Five Padres filed for salary arbitration, but Bruce Bochy already has signed, so that leaves center fielder Kevin McReynolds, infielder Mario Ramirez and pitchers Mark Thurmond and Roy Lee Jackson.
"I think we can probably settle a couple, maybe all of them (before actually going to arbitration)," McKeon said.
But he must work quickly to avoid an arbitration hearing with McReynolds. Tom Selakovich, McReynolds' agent, will leave next Wednesday for Little Rock, Ark., where he'll begin serious preparations for the hearing.
"I can't negotiate once I start preparing the case," Selakovich said.
So they have until Wednesday to work it out, and they appear far apart. Under the rules of arbitration, both sides had to submit what they thought McReynolds should make in 1986.
The Padre side said $275,000.
McReynolds' side said $450,000.
"May the best team win," Selakovich said.
And Selakovich takes this arbitration stuff seriously. While in Little Rock, he will meet with two of his own lawyers and possibly with a labor lawyer, in preparing his case.
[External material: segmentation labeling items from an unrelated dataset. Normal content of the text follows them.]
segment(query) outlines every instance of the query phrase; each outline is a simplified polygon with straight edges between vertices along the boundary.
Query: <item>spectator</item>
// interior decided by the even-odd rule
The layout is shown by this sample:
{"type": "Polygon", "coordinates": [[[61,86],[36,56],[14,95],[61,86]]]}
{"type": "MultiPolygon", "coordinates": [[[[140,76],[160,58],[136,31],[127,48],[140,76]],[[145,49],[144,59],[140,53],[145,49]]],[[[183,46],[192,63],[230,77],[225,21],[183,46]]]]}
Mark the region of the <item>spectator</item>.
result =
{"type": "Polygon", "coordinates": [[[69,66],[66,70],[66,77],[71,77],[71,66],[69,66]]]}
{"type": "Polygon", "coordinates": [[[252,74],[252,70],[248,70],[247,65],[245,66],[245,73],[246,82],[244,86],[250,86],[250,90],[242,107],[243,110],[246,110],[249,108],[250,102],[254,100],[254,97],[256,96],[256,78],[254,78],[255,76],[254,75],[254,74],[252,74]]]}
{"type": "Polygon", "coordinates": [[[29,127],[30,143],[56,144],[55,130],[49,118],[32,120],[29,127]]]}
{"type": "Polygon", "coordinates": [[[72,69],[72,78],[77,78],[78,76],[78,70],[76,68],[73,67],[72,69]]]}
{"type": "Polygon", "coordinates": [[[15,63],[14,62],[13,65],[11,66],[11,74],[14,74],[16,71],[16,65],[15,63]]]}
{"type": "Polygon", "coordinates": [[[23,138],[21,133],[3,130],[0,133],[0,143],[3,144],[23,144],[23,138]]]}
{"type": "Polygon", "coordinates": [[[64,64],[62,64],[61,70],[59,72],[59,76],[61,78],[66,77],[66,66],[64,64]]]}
He will bring five people (including McReynolds) to the actual arbitration hearing.
"I worked 120 hours on the (former Padre) Tim Lollar case," Selakovich said. "I'll work harder on this one."
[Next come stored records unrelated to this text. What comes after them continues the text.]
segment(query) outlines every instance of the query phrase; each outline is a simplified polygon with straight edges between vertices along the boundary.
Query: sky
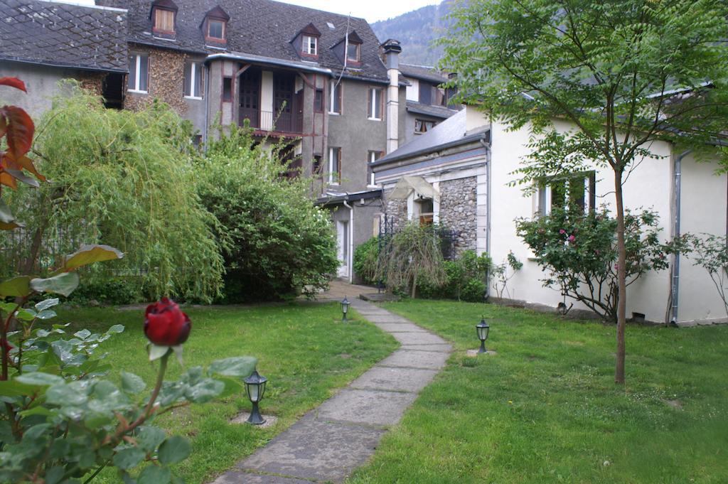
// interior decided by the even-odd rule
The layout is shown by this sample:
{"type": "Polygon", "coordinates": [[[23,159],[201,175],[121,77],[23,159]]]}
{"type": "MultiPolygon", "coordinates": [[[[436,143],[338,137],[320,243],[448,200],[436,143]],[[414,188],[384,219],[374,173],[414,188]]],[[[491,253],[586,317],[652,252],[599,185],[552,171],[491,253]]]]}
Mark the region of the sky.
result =
{"type": "MultiPolygon", "coordinates": [[[[58,0],[57,0],[58,1],[58,0]]],[[[68,0],[67,3],[93,5],[93,0],[68,0]]],[[[425,5],[435,5],[440,0],[285,0],[285,3],[303,5],[344,15],[363,17],[372,23],[397,17],[425,5]]]]}

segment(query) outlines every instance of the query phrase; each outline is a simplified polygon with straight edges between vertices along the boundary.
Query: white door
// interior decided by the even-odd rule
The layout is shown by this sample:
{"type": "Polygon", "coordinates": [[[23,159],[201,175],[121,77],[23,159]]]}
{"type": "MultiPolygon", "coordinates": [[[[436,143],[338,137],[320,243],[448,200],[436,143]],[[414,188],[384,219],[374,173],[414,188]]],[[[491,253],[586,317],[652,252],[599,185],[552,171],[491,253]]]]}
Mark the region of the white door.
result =
{"type": "Polygon", "coordinates": [[[339,277],[349,277],[349,222],[336,221],[339,277]]]}

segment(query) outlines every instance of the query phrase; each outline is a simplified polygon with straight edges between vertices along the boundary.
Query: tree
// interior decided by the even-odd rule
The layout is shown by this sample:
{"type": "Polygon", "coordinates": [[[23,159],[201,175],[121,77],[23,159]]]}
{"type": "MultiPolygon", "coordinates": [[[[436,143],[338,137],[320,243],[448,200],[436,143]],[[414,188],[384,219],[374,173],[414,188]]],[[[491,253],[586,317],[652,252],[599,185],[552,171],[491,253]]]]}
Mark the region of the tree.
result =
{"type": "Polygon", "coordinates": [[[618,252],[617,362],[625,381],[622,184],[670,140],[705,154],[728,114],[728,6],[721,0],[474,0],[454,13],[443,67],[459,99],[514,129],[532,151],[533,186],[585,167],[614,174],[618,252]],[[573,129],[557,131],[554,120],[573,129]]]}
{"type": "Polygon", "coordinates": [[[339,266],[328,213],[314,205],[310,180],[290,178],[290,149],[266,147],[248,128],[221,129],[198,160],[197,189],[215,215],[226,302],[312,295],[339,266]]]}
Add Selakovich: He is angry that Padre fans became angry with McReynolds last season.
He said: "Kevin certainly was disturbed a little bit at some of the boos he received last year. Of any player I've ever represented in nine years, never have I had one who speaks more highly of the fans. . . . The fans have that right (to boo), but I think the fans need to do a little soul-searching because Kevin only ended up as the most productive seventh hitter the last two years in baseball.
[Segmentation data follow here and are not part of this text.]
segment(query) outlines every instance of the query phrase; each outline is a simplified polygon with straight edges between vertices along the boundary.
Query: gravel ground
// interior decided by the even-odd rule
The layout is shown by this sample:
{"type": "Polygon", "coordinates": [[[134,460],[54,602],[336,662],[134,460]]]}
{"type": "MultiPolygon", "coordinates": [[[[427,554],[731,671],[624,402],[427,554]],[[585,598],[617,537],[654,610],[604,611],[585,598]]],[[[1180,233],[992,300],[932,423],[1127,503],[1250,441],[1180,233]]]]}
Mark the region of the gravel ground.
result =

"His average dropped (from .278 to .234), but he still received votes for the golden glove. He has one of the highest fielding averages over the last two years. And if he did misjudge a ball or two, that's baseball. I think the fans shortchanged one of their real true stars. We're all human beings and we make mistakes. Well, I think the fans as a group will find out they made a mistake.
"Once you win a pennant, then you get so set in your ways that you boo when a player doesn't play up to what they think his expectations are. It's a shame."
Before, according to Selakovich, McReynolds never wanted to leave San Diego.
Now . . .
"If he's traded now, I don't think it will kill him like it would've before," Selakovich said.
Baseball's Player Relations Committee issued a salary report recently which listed 45 players who will make at least $1 million this season.
The Padres have four.
They are Steve Garvey ($1.25 million), Garry Templeton ($1,103,018), Goose Gossage ($1,046,761) and LaMarr Hoyt ($1 million).
Garvey will be the fourth-highest paid first baseman behind Philadelphia's Mike Schmidt ($2,130,300), Atlanta's Bob Horner ($1.5 million) and New York's Keith Hernandez ($1.65 million); Templeton is the No. 3 shortstop behind St. Louis' Ozzie Smith ($1,940,000) and Baltimore's Cal Ripken ($1,150,000); Graig Nettles is the fifth-highest paid third baseman ($912,247) behind Kansas City's George Brett ($1,471,429), Milwaukee's Paul Molitor ($1,160,000), Oakland's Carney Lansford ($1.1 million) and Chicago's Ron Cey ($1 million); Gossage is the No. 4 relief pitcher behind Atlanta's Bruce Sutter ($1,729,167), Toronto's Bill Caudill ($1,233,333) and Boston's Bob Stanley ($1,060,000).
These rankings were made before February's arbitration hearings, which may change some things. Boston's Wade Boggs, for instance, probably will move ahead of Nettles at third base.